According to a recent report by the Korea Center for International Finance, the coupling of South Korean and Chinese exports has significantly weakened since China began promoting its “Made in China 2025” strategy in 2015.

“South Korea-China exports have already changed from a complementary relationship to a competitive one,” the report read.

This means that factors such as China’s technological advancement, its shift to a domestic demand-oriented growth structure, and deepening fragmentation of the global supply chain are bringing about these changes.

In fact, the margin of increase of China’s import volume has clearly declined since 2019.

Last year, China’s import growth rate (1.1% y-o-y) was the lowest among the world\'s top five trading powers (China, the US, Germany, the Netherlands and Japan).

What’s more, China’s global value chain backward linkage index, which shows the share of imports based on intermediate goods, plunged from 22.4 in 2007 to 16.5 in 2018 and 2019, and then declined further to 15.1 in 2020.

In other words, exporting mainly intermediate goods to China has now become a weakness.

Double-edged sword of increasing dependence on exports to the US

South Korean exports to the US are helping fill the vacuum left by declining exports to China.

From January to March this year, South Korean exports to the US rose to 17.7%, reaching the same level as 20 years ago, in 2003. Among the top 10 countries to which Korea exports, the US is the only one to which exports have continuously increased over the past five years.

If the decline in semiconductor exports continues until the second half of this year and automobile exports continue to do well in the US market, it is possible that South Korean exports to the US could overtake those to China for the first time in 20 years.

In 2005, the share of South Korean exports to the US plummeted to 14.5% from 21.8% in 2000. The figure further declined to 10.1% in 2011.

But increasing the share of exports to the US is a double-edged sword. The US is a market where products (mainly final goods) from around the world, including from South Korea, Japan, Taiwan, Vietnam, and Malaysia, compete fiercely.

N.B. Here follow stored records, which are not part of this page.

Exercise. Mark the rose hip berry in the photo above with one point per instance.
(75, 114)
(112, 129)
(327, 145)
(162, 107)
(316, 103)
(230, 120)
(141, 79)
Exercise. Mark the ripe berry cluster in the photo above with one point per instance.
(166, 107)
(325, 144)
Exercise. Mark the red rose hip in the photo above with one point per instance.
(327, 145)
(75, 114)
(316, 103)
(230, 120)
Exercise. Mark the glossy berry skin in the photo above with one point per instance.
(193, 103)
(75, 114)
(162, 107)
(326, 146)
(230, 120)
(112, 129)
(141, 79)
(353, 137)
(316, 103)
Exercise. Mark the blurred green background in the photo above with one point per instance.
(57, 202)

According to the recent KITA report, South Korean exports to the US are highly concentrated on specific items. “The export competition structure in the US market has a large ripple effect on our exports,” the report stated.

In this context, China, which is showing a strong rise in the US market, poses a great burden to South Korea. That is to say, China, armed with more advanced technology, is emerging as a strong competitor to South Korea in the US market.

In fact, China recorded a trade surplus last year in high-tech products and automobile trade, which had long been in a chronic deficit. South Korea\'s main exports to the US are automobiles (19.7% of total as of 2021), automobile parts (7.2%), semiconductors (9.4%), and computers (5.7%).

“China’s pursuit of technology in shipbuilding, steel, and semiconductors has been intense since before the US-China trade dispute of 2018, but, after that, the changed trade environment due to the US-China strategic competition and supply chain restructuring in the wake of COVID-19 has restricted China’s pursuit [of advanced technology], which has helped Korean exports buy time,” says Jeong Dae-hee, the director of the Korea Development Institute’s Office of Global Economy.

This means that changes in the Chinese and US shares of South Korean exports appeared rather late.

“Since China’s trade is undergoing structural changes, it is inevitable that Korea’s export strategy will also undergo major changes,” says Jang Sang-sik, head of trend analysis at KITA.